Caused by: ai.rapids.cudf.CudfException: CUDF failure at: /home/jenkins/agent/workspace/jenkins-spark-rapids-jni_nightly-pre_release-106-cuda11/thirdparty/cudf/cpp/src/io/json/reader_impl.cu:639: Error determining column names.
at ai.rapids.cudf.Table.readJSON(Native Method)
at ai.rapids.cudf.Table.readJSON(Table.java:1049)
at org.apache.spark.sql.catalyst.json.rapids.JsonPartitionReader.$anonfun$readToTable$1(GpuJsonScan.scala:287)
Expected behavior GPU JSON reader should handle it as what Spark does.
Additional context cudf Python has fixed the second sub issue by switching the JSON engine to the new reader, so JNI should also make the same switch when creating the read option. We need to test it well to make sure no regression will be introduced by this new JSON reader.
After fixing this, we need to enable the tests xfailed in https://github.com/NVIDIA/spark-rapids/pull/7447.
We should switch to the new JSON reader per issue #7518
I just re-tested this, and it is still an issue even after switching to the new engine.
scala> spark.read.json("no-body.json").show
24/01/17 00:02:09 WARN GpuOverrides:
!Exec <FileSourceScanExec> cannot run on GPU because unsupported file format: org.apache.spark.sql.execution.datasources.text.TextFileFormat
24/01/17 00:02:09 WARN GpuOverrides:
!Exec <CollectLimitExec> cannot run on GPU because the Exec CollectLimitExec has been disabled, and is disabled by default because Collect Limit replacement can be slower on the GPU, if huge number of rows in a batch it could help by limiting the number of rows transferred from GPU to CPU. Set spark.rapids.sql.exec.CollectLimitExec to true if you wish to enable it
@Partitioning <SinglePartition$> could run on GPU
*Exec <FileSourceScanExec> will run on GPU
24/01/17 00:02:09 ERROR Executor: Exception in task 0.0 in stage 6.0 (TID 6)

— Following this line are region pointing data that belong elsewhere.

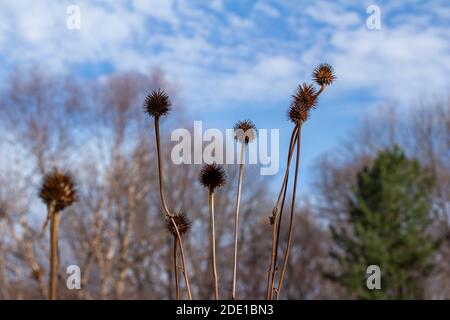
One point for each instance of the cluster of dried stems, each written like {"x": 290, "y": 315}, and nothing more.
{"x": 114, "y": 231}
{"x": 58, "y": 190}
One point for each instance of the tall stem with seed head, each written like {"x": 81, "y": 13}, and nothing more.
{"x": 236, "y": 220}
{"x": 213, "y": 245}
{"x": 276, "y": 218}
{"x": 54, "y": 230}
{"x": 166, "y": 209}
{"x": 291, "y": 218}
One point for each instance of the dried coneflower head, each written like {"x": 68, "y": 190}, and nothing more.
{"x": 244, "y": 131}
{"x": 182, "y": 222}
{"x": 324, "y": 74}
{"x": 304, "y": 100}
{"x": 157, "y": 104}
{"x": 212, "y": 176}
{"x": 58, "y": 188}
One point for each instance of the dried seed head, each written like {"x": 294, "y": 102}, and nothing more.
{"x": 58, "y": 188}
{"x": 244, "y": 131}
{"x": 157, "y": 104}
{"x": 304, "y": 100}
{"x": 182, "y": 222}
{"x": 324, "y": 74}
{"x": 212, "y": 176}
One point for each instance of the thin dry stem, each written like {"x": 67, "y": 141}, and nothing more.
{"x": 54, "y": 230}
{"x": 291, "y": 219}
{"x": 236, "y": 221}
{"x": 277, "y": 218}
{"x": 166, "y": 209}
{"x": 213, "y": 246}
{"x": 175, "y": 267}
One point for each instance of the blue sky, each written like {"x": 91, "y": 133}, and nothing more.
{"x": 235, "y": 59}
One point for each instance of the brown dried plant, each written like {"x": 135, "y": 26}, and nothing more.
{"x": 57, "y": 192}
{"x": 245, "y": 132}
{"x": 304, "y": 100}
{"x": 156, "y": 105}
{"x": 213, "y": 176}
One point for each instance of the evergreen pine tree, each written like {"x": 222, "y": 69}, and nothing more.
{"x": 389, "y": 211}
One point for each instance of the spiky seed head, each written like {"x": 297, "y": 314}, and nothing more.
{"x": 304, "y": 100}
{"x": 212, "y": 176}
{"x": 157, "y": 104}
{"x": 58, "y": 188}
{"x": 182, "y": 222}
{"x": 244, "y": 131}
{"x": 324, "y": 74}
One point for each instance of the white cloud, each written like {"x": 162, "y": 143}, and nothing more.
{"x": 220, "y": 56}
{"x": 262, "y": 7}
{"x": 397, "y": 63}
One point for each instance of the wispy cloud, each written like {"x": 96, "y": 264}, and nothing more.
{"x": 238, "y": 51}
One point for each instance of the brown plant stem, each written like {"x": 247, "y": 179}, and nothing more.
{"x": 213, "y": 245}
{"x": 175, "y": 266}
{"x": 291, "y": 218}
{"x": 54, "y": 229}
{"x": 236, "y": 220}
{"x": 277, "y": 218}
{"x": 166, "y": 209}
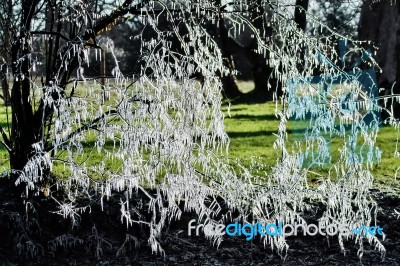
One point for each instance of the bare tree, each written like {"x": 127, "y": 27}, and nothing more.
{"x": 160, "y": 135}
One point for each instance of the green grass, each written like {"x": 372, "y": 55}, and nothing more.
{"x": 251, "y": 128}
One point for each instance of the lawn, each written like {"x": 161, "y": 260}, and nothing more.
{"x": 251, "y": 128}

java.lang.UnsupportedOperationException: empty.min
at scala.collection.TraversableOnce.min(TraversableOnce.scala:227)
at scala.collection.TraversableOnce.min$(TraversableOnce.scala:225)
at org.apache.spark.sql.types.StructType.min(StructType.scala:102)
at com.nvidia.spark.rapids.GpuTextBasedPartitionReader.readToTable(GpuTextBasedPartitionReader.scala:298)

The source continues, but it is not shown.